Data from the Hybrid III and THOR (Test Device for Human Occupant Restraint), anthropomorphic test devices (ATD) currently available to test the Occupant Protection requirements, are not well correlated to low-injury risk, as these ATDs were designed for automotive use. Automotive research is directed at preventing severe injuries in very low probability events. NASA vehicles require a lower risk of injury because the vehicles will land every time, making that a high probability event. The objective of this study is to develop injury risk functions for the Hybrid III and THOR ATDs. Matched pair tests between postmortem human surrogates (PMHS) and each ATD will be used to determine ATD-specific injury criteria. The merit of the matched pair design is the one-to-one correspondence of the results from external loads to both surrogates. Injury outcomes from PMHS tests will be used with region-specific data, such as forces and moments either individually or in combination, to derive ATD-specific injury criteria.

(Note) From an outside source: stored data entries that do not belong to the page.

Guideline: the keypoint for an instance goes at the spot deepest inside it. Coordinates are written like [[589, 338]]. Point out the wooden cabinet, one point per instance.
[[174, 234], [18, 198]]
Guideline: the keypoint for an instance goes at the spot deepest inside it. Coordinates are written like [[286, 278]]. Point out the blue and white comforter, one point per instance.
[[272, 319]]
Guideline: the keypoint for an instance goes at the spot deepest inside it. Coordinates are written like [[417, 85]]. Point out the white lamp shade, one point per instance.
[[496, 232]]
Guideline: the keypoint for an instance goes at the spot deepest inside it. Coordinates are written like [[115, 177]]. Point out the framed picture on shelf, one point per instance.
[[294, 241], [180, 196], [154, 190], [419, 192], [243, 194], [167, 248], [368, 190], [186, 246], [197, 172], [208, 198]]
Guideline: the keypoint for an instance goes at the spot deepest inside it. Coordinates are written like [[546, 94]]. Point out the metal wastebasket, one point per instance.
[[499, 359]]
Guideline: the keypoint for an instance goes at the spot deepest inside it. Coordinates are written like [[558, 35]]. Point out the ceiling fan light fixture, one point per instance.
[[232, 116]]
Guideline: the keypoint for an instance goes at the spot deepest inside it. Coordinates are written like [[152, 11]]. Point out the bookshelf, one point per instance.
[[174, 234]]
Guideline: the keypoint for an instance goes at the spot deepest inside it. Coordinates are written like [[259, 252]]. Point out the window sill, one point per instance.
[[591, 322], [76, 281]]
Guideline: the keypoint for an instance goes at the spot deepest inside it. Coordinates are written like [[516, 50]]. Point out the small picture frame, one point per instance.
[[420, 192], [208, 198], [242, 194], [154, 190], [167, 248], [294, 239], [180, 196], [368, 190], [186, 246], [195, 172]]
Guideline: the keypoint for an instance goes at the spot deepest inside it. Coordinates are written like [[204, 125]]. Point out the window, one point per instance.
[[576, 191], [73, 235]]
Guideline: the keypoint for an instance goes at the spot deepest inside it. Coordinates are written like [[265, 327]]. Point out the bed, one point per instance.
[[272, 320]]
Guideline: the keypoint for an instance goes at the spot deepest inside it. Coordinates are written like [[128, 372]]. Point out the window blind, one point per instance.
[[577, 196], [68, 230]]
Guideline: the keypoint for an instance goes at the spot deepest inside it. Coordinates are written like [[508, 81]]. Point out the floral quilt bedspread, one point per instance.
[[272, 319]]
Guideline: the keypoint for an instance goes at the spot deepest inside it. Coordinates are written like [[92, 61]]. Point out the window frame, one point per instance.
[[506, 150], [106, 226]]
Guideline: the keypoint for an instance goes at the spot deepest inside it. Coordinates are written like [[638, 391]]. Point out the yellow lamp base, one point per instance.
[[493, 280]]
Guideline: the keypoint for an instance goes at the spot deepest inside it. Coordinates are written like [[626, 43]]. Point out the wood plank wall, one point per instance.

1. Identify appropriate datasets for ATD comparison
2. Test Hybrid III 50th percentile male and THOR in same conditions as historical testing
3. Use historical human data to establish tolerance and injury risk focusing on lower neck injury, lateral responses, and sex differences
4. Perform survival analysis with human tolerance to estimate injury risk and use results of prior data mining and existing literature as prior distribution
5. Develop new Injury Assessment Reference Values (IARVs) based on the new statistical analysis.
For each phase of this study, historical PMHS test cases were first selected from the Medical College of Wisconsin (MCW) database for matched-pair testing. Selection of these cases was made based on their similarity to spaceflight loading dynamics and astronaut demographics. Once these data were selected, the Hybrid III 50th percentile male and THOR ATD are tested in identical conditions. The following injury criteria were evaluated:
1. Lower neck injury in rearward loading
2. Vertical neck loading
3. Upper and lower neck under lateral loading
4. Thorax in lateral loading
5. Pelvis in lateral loading
A survival analysis was used to relate the resulting dynamic responses to identified PMHS injuries and develop injury risk correlation. This correlation was used to improve upon the injury metrics previously developed under the Occupant Protection (OP) Data Mining and Modeling Task. The resulting metrics will be used to update NASA standards and provided to the Orion and Commercial Crew programs to allow additional insight into verification, validation, and risk analysis.